1. These are two appeals in insolvency. The appellants are the minor sons of the insolvent Bindraban, appearing in the matter under the guardianship of their mother. Certain property which the Receiver desires to make available for the satisfaction of the insolvent's debts was claimed by the appellants, on the ground that it had been conveyed to them by the Will of their paternal grandfather. It may be noted at once that it has been proved, and is not now contested, that the insolvent Bindraban had separated from his father. The said father was supposed to have executed two Wills on one and the same date, by which he left property (dealt with by him as his self-acquired property) to the present appellants, the sons of Bindraban, and to another set of grandsons, the sons of a predeceased son, in equal shares. The two documents were produced and evidence was called before the District Judge to prove them. The District Judge was entirely sceptical as to the genuineness of these documents. There is certainly force in the argument on which he chiefly relies. As they stand, the two papers are somewhat elaborate documents, very carefully written and elaborately attested. If the executant was going to take so much trouble in the matter, it seems a curious circumstance that he should not have got them registered. When in connection with this we take the fast that on each document the executant is supposed to have put his mark in the form of a thumb-impression, and that the thumb-impression is a mere smudge of ink--practically incapable of identification--suspicion as to the genuineness of the document is certainly confirmed, In view of these circumstances and of the strong opinion formed by the District Judge as to the reliability of the evidence by which it was sought to establish these two Wills, we are not prepared to dissent from his finding of fact.

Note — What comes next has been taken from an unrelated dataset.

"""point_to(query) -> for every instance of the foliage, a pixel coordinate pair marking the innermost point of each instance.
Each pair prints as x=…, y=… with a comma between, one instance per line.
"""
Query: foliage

2. We must pass on, however, to consider a question of law, apparently not raised at all in the Court below but of considerable general interest. If the grandfather, Ram Das, Teli, in fact died intestate and the property in question is to be treated as his self-acquired property, it would descend in equal shares to the sons of his predeceased son on one side and Bindraban and his minor sons, the appellants, on the other. It would be co-parcenary property in the hands of Bindraban and his minor sons. On this the plea taken is that only Bindraban's share, amounting at most to 1/4 of 1/2, can be made available for the satisfaction of Bindraban's creditors or vested in the Receiver for that purpose. A practically identical question was raised before the Bombay High Court in the ease of Fakirchand Motichand v. Motichand Hurruckchand 7 B. 488 : 8 Ind. Jur. 93 : 4 Ind. Dec. (N.S.) 294 and a very similar one was also decided by the Madras High Court in Rangayya Chetti v. Thanika-challa Mudali 19 M. 74 : 6 Ind. Dec. (N.S.) 757. In both cases the view taken seems in principle to be this, that from the date of the adjudication the Receiver takes over all rights in the insolvent's property which the insolvent himself possessed. One of those rights would be to alienate co-parcenary property belonging to himself and his minor sons in satisfaction of antecedent debts incurred by him, provided those debts were not tainted with immorality. Therefore, the learned Judges held that questions of this sort do not really arise in insolvency matters and that, for practical purposes, where the father of a joint Hindu family, which includes minor sons as well as himself, seeks the protection of the Bankruptcy Court, be must place all his property at the disposal of the Court and of the Receiver appointed by the Court. If we may refer to another principle of Hindu Law, we may note that, in the event of a suit for partition by these minor sons against their father, provision would first be required to be made for all debts due by the joint family as such, including debts due by their father,--vide on this point Trevelyan's Hindu Law, Second Edition, at page 355 and the authorities there cited. We think, therefore, that the question of law as well as the question of fact tried out in the Court below must be decided against the appellants. We dismiss these appeals accordingly with costs.